Global Events Partners, a leading partnership of destination management companies worldwide, has announced that it is closing its seven company-owned DMCs, which are GEP Washington (D.C.), GEP Philly, GEP Baltimore, GEP Bahamas, GEP South Florida, GEP Utah, and GEP Atlanta. The move, according to GEP Chairman and CEO Chris White, is a return to GEP’s original business model representing only independently owned and operated partners, which now number 58 and are “100 percent open for business.”
Three GEP-branded DMCs in Arizona, Spain, and Las Vegas are licensed companies, which are not owned by GEP and remain open for business, White said. GEP Orlando will return to its previous ownership as Florida Coast to Coast with the same team in place. All business that was contracted with the affected DMCs is being transferred to another DMC in the interim, said White, and clients have been contacted with detailed information.
White also owns The Krisam Group, a sister company that represents 250 top meeting hotels and resorts worldwide, and based in Washington, D.C. GEP’s 58 partner DMCs operate in more than 90 destinations worldwide. “We will continue to focus on the meeting professional’s needs,” White continued, “by providing them with the best in DMC destinations, coupled with Krisam’s hotels and resorts worldwide, and the best in support from our 20 sales representatives.”

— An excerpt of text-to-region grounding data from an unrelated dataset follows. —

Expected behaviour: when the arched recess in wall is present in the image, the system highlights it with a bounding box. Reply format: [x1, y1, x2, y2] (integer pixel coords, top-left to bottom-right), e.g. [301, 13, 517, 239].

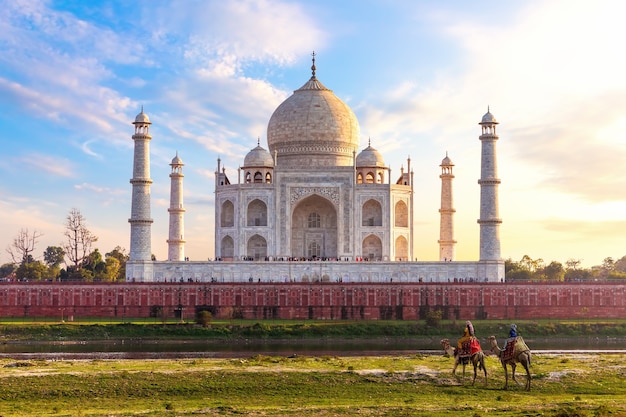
[362, 199, 382, 226]
[394, 200, 408, 227]
[247, 234, 267, 260]
[221, 235, 234, 259]
[395, 235, 408, 261]
[221, 200, 235, 227]
[362, 234, 382, 261]
[247, 199, 267, 226]
[291, 194, 337, 259]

In late September, White announced that Catherine Chaulet, who weeks earlier was appointed President of GEP Destination Management, took on the additional post of president of Krisam Group and Global Events Partners, after James Schultenover left to become president of Associated Luxury Hotels International. GEP and Krisam veteran Stacy Tischler was promoted to chief operating officer at the time. Chaulet came to GEP from Best of Boston and BostonCoach, where she served as senior vice president of the DMC and of the executive chauffeured transportation company.